There are a number of stages in Team8’s company-building process. First, they identify the entrepreneurs they want to work with, sometime bringing them on as entrepreneurs-in-residence. Then they work with the entrepreneurs to identify the opportunity, finding out “what’s broken,” says Zafrir. An important part of this research stage is conducting interviews, “sometimes with hundreds of people,” and this is where Team8’s community, Team8 Village, provides valuable input. Then comes the crystallization of the specific business idea, “it’s a big enough problem, we can make an impact, we know how to fix it,” says Zafrir.
Finally, before taking the solution to the larger market, they move to the validation stage which Zafrir believes is where the process breaks down for many startups: “We evaluate whether the idea can be built to enterprise scale.” And he adds: “We are the co-founders for the first 12 months when we go through this process. You are the founder, we are your wingman.”
Team8 Fintech is already using this process and Russak-Aminoach reports that “we are already exploring two companies, one just at the early stage, and the other knows what it is going to build—an engine to evaluate credit for small ecommerce participants based on their digital footprint.”
That’s an example of the kind of new business opportunities driven by the large volume of data generated as more and more businesses go through digital transformation or are simply born online. Traditionally, especially with small businesses, credit-worthiness was assessed based on year-old financial statements. But now it’s possible to assess credit-worthiness based on the data available online and price it right. “This is something completely new,” says Russak-Aminoach. ”The businesses that are working online, their digital footprint is infinite.”

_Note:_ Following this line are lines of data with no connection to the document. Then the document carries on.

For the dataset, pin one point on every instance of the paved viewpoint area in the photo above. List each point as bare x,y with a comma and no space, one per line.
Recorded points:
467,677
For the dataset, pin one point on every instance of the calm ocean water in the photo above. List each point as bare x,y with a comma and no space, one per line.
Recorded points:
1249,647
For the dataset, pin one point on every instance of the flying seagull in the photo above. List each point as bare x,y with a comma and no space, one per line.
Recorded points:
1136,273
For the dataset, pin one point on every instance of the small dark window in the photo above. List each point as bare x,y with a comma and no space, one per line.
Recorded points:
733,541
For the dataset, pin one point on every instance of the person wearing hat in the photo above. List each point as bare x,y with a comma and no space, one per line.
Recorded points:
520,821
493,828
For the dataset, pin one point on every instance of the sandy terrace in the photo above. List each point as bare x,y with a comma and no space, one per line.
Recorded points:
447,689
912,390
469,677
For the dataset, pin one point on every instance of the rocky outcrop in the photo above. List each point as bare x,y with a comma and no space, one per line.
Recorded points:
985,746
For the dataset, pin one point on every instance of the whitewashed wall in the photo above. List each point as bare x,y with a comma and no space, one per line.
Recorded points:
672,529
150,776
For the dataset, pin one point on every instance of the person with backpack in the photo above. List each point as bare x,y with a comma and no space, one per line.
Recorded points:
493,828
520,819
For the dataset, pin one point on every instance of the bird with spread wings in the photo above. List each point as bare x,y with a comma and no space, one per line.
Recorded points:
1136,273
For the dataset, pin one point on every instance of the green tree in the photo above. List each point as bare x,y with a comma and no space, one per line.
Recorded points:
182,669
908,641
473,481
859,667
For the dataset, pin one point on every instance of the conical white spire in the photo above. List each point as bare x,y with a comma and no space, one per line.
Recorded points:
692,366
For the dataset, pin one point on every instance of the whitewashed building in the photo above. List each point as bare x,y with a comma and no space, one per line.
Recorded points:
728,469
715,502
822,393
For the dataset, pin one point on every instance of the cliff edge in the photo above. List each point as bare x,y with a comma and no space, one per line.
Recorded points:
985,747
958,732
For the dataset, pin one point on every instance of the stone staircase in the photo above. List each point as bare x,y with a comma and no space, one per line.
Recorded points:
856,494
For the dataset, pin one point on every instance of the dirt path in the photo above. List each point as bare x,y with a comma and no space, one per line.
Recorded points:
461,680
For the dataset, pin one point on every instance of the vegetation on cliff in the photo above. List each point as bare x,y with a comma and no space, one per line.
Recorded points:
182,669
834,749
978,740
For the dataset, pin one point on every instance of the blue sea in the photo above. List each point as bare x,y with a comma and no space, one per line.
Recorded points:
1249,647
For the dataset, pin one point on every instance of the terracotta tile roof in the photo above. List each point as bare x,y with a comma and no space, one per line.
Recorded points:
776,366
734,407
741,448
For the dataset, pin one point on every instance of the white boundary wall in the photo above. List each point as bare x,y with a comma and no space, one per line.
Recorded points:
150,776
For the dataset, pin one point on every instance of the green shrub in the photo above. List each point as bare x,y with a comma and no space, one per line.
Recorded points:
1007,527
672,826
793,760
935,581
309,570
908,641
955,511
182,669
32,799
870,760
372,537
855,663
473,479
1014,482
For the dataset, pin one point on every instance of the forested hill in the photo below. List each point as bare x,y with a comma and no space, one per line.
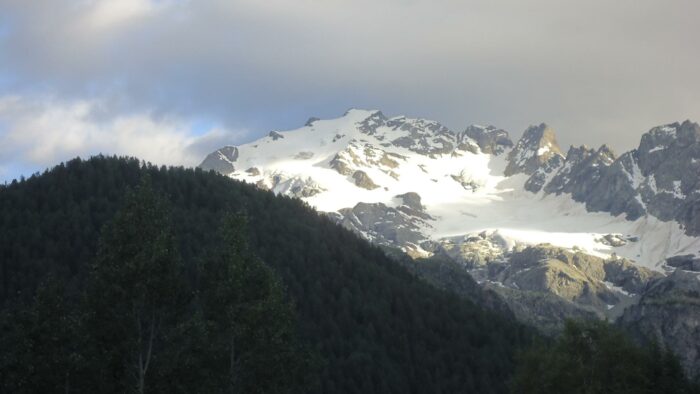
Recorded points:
376,327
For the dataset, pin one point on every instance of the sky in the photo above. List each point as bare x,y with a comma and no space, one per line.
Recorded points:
169,81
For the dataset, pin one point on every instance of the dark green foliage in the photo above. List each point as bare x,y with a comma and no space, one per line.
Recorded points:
377,328
41,348
594,357
136,293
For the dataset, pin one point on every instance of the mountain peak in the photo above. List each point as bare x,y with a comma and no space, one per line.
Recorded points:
536,148
491,140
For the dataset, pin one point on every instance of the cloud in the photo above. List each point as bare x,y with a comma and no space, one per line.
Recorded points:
598,71
40,132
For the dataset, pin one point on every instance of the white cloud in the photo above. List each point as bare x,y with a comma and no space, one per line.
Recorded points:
598,70
105,14
42,132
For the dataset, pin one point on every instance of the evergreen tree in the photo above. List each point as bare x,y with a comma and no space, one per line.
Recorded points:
42,344
135,292
594,357
252,327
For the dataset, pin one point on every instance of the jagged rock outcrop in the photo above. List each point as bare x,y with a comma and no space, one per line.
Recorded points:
582,170
491,140
363,180
475,250
222,160
291,185
688,262
661,177
537,148
547,284
386,226
669,313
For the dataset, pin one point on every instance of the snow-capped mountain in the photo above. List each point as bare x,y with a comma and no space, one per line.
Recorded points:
361,166
580,235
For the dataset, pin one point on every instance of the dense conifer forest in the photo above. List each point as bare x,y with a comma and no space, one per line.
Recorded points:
118,276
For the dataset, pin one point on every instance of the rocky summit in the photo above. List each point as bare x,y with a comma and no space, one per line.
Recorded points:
584,234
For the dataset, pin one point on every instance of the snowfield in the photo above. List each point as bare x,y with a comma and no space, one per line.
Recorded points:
464,191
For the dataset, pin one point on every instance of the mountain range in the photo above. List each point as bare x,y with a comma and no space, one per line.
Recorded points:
582,234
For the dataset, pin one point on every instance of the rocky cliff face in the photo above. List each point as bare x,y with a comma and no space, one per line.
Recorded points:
222,160
537,149
660,178
490,139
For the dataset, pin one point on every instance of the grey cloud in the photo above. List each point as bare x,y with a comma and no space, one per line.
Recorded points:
597,71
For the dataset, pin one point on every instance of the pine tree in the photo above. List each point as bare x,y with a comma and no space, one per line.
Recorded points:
135,292
252,326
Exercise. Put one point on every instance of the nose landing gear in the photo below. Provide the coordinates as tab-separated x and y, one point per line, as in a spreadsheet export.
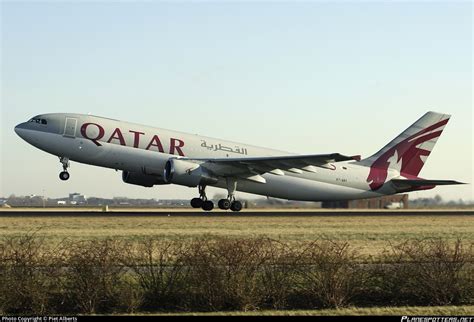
64	175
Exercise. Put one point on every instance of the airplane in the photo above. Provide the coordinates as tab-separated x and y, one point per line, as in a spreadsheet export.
149	156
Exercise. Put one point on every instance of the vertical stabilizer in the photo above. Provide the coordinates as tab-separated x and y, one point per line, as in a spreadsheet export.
407	153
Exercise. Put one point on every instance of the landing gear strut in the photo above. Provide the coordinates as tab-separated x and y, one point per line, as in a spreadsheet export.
202	201
230	202
64	175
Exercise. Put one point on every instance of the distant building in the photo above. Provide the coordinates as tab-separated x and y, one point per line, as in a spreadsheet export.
387	202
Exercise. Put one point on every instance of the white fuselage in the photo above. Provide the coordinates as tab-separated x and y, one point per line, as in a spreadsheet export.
143	149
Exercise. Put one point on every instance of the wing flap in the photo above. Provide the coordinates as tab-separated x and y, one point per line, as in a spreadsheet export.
251	167
403	185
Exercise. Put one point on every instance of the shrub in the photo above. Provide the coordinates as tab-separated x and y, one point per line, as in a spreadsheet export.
93	278
28	274
329	274
158	268
224	273
427	272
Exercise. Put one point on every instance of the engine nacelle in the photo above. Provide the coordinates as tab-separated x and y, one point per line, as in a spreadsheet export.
187	173
140	179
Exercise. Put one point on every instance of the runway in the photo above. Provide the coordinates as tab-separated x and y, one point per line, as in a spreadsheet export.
123	212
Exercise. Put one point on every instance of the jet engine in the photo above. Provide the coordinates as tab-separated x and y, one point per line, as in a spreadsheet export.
187	173
140	179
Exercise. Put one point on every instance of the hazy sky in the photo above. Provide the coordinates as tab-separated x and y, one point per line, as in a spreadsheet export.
313	77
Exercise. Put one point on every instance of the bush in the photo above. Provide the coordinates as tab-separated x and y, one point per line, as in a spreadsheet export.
158	269
215	274
224	273
329	274
94	277
427	272
28	275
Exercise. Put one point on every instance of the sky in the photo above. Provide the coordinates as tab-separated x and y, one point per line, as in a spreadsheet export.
305	77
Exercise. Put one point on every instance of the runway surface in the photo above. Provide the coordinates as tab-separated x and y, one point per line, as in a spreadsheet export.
6	212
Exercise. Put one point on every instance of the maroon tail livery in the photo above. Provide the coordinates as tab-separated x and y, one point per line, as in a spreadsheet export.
408	152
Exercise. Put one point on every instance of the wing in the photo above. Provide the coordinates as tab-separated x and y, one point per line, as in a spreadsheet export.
252	168
408	184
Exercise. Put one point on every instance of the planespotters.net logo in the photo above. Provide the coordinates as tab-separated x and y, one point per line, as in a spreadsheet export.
40	319
437	319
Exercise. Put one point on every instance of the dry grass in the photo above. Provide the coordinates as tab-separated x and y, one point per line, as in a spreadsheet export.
369	234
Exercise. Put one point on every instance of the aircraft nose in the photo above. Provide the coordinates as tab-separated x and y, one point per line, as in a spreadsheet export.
19	129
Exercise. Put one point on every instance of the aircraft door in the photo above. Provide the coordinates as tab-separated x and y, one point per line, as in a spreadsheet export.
70	127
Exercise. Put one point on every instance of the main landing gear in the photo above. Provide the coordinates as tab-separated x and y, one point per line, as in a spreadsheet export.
202	201
224	204
64	175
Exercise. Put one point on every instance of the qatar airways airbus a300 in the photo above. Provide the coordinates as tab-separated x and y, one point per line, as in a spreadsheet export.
151	156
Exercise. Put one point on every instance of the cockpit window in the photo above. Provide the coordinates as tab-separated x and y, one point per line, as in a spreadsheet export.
38	120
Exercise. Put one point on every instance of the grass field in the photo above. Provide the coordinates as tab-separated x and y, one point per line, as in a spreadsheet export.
368	234
401	311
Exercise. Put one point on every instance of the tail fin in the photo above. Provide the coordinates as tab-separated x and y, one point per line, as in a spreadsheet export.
408	152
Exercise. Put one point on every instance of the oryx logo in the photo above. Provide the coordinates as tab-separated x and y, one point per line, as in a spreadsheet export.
406	157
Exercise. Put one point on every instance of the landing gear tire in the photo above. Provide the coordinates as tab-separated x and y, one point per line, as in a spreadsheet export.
196	202
224	204
64	175
236	206
207	205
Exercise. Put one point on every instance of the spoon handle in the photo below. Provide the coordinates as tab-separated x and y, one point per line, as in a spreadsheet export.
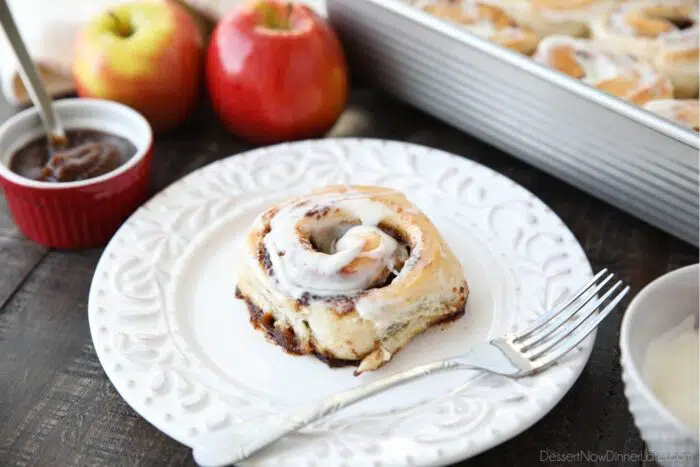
30	76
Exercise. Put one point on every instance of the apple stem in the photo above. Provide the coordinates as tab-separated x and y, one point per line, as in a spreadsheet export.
123	29
275	17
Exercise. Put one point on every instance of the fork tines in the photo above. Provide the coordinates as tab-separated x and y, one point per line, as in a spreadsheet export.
560	330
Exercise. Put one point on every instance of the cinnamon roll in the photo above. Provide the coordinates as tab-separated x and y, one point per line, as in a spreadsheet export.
619	75
550	17
682	111
484	20
349	274
663	32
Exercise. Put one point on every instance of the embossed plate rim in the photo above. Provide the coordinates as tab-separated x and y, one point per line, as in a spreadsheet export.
121	374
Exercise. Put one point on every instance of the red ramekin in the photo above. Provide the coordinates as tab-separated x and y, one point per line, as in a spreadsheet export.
79	214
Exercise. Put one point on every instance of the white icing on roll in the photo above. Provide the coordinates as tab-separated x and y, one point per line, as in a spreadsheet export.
599	66
682	39
299	269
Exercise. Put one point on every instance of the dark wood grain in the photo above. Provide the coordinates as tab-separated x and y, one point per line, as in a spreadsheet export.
58	408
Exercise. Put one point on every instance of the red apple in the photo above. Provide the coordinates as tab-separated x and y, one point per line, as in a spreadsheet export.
276	71
145	54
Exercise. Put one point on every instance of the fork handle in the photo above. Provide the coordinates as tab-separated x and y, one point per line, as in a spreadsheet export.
226	448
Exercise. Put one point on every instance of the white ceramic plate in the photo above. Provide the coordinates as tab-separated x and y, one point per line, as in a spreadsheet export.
178	347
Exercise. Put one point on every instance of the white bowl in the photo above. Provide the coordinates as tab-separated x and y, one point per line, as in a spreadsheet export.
658	308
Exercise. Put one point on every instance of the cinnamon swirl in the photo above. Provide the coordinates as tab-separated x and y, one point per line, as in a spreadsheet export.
619	75
484	20
685	112
663	32
348	273
550	17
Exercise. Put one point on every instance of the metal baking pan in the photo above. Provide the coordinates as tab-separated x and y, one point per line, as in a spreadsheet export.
614	150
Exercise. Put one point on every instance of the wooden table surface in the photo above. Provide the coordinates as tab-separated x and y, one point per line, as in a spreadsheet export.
58	408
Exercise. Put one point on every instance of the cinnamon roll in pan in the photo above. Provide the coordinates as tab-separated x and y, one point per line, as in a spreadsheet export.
348	273
619	75
484	20
685	112
663	32
550	17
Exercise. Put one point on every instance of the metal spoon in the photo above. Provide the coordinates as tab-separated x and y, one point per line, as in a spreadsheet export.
55	133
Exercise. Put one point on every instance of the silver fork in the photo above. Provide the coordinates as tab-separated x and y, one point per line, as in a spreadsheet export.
540	345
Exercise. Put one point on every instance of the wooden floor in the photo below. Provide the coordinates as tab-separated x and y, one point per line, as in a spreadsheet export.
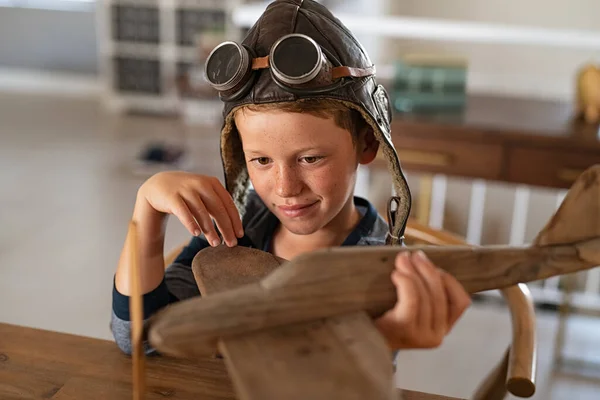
67	194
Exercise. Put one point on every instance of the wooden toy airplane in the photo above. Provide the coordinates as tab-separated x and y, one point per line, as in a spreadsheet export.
302	329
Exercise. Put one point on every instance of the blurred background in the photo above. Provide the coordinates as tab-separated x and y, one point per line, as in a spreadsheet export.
96	96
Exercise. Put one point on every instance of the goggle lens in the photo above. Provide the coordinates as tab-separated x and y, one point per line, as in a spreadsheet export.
296	58
223	66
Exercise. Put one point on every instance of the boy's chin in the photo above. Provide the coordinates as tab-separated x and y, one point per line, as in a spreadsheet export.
301	228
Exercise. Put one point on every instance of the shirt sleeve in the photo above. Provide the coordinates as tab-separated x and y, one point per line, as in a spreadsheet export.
177	284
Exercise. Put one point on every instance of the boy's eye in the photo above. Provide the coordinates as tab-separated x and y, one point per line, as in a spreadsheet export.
262	160
311	160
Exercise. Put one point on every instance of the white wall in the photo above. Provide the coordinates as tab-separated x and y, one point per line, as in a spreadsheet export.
50	40
519	70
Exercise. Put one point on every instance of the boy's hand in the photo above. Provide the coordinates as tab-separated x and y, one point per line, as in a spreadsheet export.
194	199
430	301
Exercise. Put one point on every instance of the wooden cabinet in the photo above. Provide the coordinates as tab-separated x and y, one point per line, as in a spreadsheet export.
523	141
548	167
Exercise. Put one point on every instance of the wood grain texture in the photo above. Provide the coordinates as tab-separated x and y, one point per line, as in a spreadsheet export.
494	385
137	316
522	362
37	364
535	138
337	281
578	217
59	366
518	376
339	357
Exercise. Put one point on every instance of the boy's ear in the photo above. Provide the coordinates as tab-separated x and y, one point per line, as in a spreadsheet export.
368	146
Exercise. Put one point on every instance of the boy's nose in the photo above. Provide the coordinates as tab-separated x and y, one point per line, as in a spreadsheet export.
287	182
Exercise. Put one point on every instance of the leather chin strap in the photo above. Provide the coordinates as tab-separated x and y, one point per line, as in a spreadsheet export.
391	238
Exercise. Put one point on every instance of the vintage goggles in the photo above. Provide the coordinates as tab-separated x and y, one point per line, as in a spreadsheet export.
296	62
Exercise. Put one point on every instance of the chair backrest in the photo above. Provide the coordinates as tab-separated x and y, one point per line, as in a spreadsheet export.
516	371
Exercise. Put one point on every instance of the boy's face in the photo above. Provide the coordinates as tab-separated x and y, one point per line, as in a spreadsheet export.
303	167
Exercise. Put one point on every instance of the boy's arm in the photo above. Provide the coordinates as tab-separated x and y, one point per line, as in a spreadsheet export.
178	284
151	238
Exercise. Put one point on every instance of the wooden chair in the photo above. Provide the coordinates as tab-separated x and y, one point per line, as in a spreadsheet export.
516	371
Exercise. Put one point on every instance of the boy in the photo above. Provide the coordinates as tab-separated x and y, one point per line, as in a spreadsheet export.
297	125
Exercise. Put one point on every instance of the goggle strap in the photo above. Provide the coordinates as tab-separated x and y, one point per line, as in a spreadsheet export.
345	72
260	63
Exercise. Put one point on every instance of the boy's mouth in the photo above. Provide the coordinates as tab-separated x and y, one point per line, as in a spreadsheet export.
296	210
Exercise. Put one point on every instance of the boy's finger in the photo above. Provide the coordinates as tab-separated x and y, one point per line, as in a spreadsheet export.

This specific example points to the larger set of new business opportunities Team8 Fintech will pursue and to the hottest areas in fintech. “The biggest potential today is to use data to personalize financial services,” says Russak-Aminoach. Data as the basis for better targeting of services and better customer segmentation, or as she puts it, “the next revolution is the integration of data with financial decisions.”
Succeeding in tapping into this revolution, the digital transformation of financial services, will depend largely on expertise in all things data, the core competency of Team8. “Financial Services are first and foremost about trust,” says Zafrir. “And digital trust is dependent on cybersecurity and privacy, a natural habitat for Team8.”
Covid-19 comes up, of course, in my talk with Russak-Aminoach and Zafrir. It has not slowed down their ambitious plans, just as it has not reduced VC investment and interest in fintech (CB Insights has reported that fintech mega-rounds of more than $100 million hit a new quarterly high in the second quarter of 2020). Covid-19 took all the existing trends in financial services and “put them on steroids,” says Russak-Aminoach, as consumers who were complaining about digital banking prior to the pandemic are now clamoring for it.